Carte du cheminement entre les différents sites occupés par les anciennes carrières

Entre les différents lieux réquisitionnés par l’armée allemande, certaines galeries ont été isolées du reste du réseau. Des panneaux de bois fixe et des murages ont été érigés dans toutes les galeries qui aboutissaient au Luxembourg et au lycée Montaigne55. Plus tard, des murs maçonnés en brique, dont on peut encore trouver les traces in situ, ont été érigés dans certaines galeries, parfois même agrémentées de meurtrières56. Ces mêmes murs ont été démolis à la Libération sur ordre de l’IGC, le service des carrières n’ayant pas aimé avoir été tenu à distance de ce secteur par l’occupant. Il est cependant amusant de noter que, déjà en 1945, des occupants clandestins des catacombes, pour ne pas dire « cataphiles » ont parfois coiffé l’administration au poteau en commençant à abattre ces murs 57.

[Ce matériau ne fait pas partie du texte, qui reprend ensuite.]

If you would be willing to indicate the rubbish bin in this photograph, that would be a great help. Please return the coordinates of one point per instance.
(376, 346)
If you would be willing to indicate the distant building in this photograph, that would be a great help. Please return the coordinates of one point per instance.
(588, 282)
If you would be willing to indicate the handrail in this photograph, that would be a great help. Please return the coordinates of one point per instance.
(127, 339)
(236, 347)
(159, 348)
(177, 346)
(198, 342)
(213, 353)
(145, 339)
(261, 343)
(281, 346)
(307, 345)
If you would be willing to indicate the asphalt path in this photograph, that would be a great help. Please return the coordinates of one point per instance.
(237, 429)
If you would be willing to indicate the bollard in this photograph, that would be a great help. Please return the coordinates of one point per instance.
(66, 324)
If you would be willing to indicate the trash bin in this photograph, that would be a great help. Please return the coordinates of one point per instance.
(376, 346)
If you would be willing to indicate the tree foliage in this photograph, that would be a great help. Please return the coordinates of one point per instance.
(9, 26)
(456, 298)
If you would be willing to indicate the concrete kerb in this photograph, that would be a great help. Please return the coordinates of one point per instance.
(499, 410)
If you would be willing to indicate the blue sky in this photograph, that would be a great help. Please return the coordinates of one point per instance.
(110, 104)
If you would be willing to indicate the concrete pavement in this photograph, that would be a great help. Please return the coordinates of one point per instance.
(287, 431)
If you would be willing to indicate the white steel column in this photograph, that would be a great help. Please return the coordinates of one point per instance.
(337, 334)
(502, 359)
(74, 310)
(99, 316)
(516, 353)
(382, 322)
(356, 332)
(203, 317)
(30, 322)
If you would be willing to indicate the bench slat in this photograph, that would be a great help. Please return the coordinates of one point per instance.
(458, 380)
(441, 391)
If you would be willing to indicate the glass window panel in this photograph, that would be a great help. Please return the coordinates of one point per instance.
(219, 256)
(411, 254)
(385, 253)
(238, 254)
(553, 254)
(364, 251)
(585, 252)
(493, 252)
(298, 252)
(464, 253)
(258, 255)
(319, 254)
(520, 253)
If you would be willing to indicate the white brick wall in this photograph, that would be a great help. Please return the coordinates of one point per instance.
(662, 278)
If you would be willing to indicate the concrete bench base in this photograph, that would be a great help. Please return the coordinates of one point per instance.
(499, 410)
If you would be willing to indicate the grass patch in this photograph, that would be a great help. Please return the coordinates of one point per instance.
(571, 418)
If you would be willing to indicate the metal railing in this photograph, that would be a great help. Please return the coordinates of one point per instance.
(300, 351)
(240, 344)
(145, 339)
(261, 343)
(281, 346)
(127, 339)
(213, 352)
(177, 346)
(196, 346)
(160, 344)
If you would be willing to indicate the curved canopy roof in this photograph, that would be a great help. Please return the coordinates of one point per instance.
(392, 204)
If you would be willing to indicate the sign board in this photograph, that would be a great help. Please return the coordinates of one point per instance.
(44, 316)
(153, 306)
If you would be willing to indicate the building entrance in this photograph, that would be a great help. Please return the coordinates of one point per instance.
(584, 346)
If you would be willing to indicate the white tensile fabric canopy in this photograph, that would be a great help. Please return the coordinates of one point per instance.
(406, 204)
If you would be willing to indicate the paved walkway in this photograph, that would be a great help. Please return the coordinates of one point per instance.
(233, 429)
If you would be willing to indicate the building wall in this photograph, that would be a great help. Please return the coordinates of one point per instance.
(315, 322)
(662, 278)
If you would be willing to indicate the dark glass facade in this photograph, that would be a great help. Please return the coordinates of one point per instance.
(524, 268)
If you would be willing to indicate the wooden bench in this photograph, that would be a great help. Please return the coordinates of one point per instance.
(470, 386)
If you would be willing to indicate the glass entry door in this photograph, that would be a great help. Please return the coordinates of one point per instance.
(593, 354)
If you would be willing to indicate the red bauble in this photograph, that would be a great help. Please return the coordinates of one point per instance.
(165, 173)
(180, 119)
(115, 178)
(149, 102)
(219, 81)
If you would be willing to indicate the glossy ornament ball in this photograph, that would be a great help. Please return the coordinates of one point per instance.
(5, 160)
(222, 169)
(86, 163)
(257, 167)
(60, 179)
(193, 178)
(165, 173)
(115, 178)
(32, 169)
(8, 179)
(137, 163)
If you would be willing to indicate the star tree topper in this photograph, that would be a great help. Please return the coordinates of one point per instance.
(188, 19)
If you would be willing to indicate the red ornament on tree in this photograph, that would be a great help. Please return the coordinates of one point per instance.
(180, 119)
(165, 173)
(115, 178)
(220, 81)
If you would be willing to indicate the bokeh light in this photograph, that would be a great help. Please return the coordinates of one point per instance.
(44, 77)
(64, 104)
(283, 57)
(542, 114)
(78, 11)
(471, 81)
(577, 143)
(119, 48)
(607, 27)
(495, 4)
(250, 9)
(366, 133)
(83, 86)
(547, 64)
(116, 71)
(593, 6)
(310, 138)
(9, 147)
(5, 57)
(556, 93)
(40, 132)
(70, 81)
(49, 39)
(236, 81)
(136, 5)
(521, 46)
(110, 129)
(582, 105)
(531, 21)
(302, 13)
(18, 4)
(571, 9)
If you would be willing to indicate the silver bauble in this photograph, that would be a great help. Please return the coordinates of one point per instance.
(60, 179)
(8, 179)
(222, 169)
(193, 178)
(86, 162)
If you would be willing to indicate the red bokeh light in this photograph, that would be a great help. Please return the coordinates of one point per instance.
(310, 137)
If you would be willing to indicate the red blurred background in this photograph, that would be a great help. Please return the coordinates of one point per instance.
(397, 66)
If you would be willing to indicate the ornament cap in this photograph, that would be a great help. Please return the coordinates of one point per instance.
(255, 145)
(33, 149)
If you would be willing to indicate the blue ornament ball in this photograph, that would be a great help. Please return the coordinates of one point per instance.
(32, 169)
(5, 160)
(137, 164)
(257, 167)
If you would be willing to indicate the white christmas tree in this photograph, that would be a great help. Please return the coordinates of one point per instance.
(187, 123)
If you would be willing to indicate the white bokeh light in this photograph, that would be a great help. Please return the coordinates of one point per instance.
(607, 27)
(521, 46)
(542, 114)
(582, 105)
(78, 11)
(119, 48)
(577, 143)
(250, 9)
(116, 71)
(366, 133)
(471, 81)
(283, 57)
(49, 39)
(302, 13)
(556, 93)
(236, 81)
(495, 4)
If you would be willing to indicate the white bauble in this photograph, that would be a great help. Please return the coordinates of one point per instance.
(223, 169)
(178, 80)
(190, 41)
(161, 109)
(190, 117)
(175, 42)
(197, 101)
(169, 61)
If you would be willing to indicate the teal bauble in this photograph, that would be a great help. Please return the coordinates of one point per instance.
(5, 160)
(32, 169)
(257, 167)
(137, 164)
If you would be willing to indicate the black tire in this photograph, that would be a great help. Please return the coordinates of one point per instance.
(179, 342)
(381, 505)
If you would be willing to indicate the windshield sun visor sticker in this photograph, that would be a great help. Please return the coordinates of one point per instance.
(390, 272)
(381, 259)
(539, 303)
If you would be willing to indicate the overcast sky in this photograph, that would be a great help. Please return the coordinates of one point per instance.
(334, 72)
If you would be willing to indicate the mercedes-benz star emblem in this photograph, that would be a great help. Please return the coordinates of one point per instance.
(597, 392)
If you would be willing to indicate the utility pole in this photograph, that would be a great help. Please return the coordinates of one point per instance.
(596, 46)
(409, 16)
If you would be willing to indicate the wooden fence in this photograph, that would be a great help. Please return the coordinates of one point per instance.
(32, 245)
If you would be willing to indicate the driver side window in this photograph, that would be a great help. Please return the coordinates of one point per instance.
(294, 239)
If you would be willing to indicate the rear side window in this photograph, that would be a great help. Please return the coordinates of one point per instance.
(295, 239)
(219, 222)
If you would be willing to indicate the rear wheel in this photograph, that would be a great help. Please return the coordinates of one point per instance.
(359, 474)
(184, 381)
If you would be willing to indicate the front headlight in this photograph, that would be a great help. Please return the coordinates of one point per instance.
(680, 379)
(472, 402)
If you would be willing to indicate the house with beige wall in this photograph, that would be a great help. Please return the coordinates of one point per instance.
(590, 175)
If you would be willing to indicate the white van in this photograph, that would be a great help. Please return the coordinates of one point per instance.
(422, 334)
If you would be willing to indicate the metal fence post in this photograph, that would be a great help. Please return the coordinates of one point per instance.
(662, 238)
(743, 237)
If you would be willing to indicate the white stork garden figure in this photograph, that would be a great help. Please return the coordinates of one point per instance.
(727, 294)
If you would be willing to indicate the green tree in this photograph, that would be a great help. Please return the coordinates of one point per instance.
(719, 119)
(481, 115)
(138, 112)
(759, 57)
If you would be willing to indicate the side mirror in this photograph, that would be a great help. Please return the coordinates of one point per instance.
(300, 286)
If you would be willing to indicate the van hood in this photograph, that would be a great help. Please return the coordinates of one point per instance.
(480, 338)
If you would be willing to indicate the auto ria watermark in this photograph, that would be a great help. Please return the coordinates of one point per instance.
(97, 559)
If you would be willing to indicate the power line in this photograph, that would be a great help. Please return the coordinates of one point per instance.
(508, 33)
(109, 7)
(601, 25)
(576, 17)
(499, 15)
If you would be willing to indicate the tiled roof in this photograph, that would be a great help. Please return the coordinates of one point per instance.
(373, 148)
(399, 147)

« Au cours d’une visite d’inspection effectuée récemment par mon service, il a effectivement été remarqué que des inconnus avaient commencé la démolition des murages établis dans certaines galeries de surveillance par les autorités allemandes d’occupation »

Réponse de l’administration des carrières

En plus de ces murs installés dans le voisinage direct du Luxembourg, les Allemands avaient aussi pensé à sécuriser la galerie de câbles des P.T.T du boulevard Saint-Michel qui donnait accès par deux endroits aux carrières. Du barbelé avait ainsi été dressé dans la galerie, entre l’escalier du croisement Port-Royal / Montparnasse le central Danton58.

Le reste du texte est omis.